I heard Peggy Noonan speak that line on a discussion panel some years ago, during the Clinton Administration, when “scorched earth” was the policy and when suddenly, it wasn’t enough to disagree with someone – you had to hate them, too.
Decent people may disagree and still be decent people.
I’m wondering if maybe that’s not a bumpersticker we need to see made.
I wonder if we’ve had enough scorched earth, yet.
I’m not talking about making nice-nice and smoothing over disagreements, pretending they aren’t there. I’m not even talking about allowing a writer to get away with foolishness when he or she is being plain foolish.
Heck, if we had to do that I could never write about Maureen Dowd again. And some lefty bloggers could never write about me, either! :-)
I admit, on this blog I have had some tart-ish times. And a time or two, in the throes of excitable passion, I have overdone it. I a hothead, and sometimes I just get rambunctious with the verbal slice-and-dice. :-)
But I happened to be driving my son somewhere tonight and when he took his CD out of the car, Mark Levin popped up on the radio, announcing the death of Johnny Cochran. And he was respectful and gentlemanly about it – saying that although he and Cochran were certainly in disagreement about many things, Cochran was a gentleman, himself, and a thoroughly decent human being whom he respected and liked personally.
My son said, “that was a classy thing for Levin to say. Do you suppose if President Bush were to die tomorrow, Imus or Stern would manage it?”

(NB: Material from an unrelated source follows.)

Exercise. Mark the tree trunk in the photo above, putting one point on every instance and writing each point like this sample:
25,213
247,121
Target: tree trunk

I don’t know. I don’t think the two deaths would be comparable, to begin with. I also don’t know if that question even matters. There is another question that does.
Why do we have to wait for someone to die before we can admit to their basic decency as a human being?
I remember reading lefty folks who hated Reagan (back after I moved right and stopped hating him, myself, finally coming – too late – to appreciate him) who said they kept champagne in their fridge waiting for the happy day when RWR would die. Even in death, many in the press couldn’t move beyond acknowledging that Reagan “was cheerful and optimistic” as president…and not much else.
Decent people may disagree and still be decent people.
We’ve really gotten away from that – I have too, I admit it. But it doesn’t behoove us to do so. It coarsens discourse. It inflates common differences of opinion into matters of urgent emotion when opinions are simply that: opinions.
Both sides do it. I have done it. You may or may not have done it. Maybe we should stop it, finally. I am going to try to scale back, myself, and try to separate the person I am writing about from their opinion. I do try to do that now, but I will try harder to do so.
Although their actions are something else again. Goofy actions are goofy actions. Crybaby whining is crybaby whining. Paranoic writing is paranoic. It’s fair game.
But opinions are something else, again. Mere opinions, given freely, the simple exchange of ideas, shouldn’t result in people consigning the other side to hell.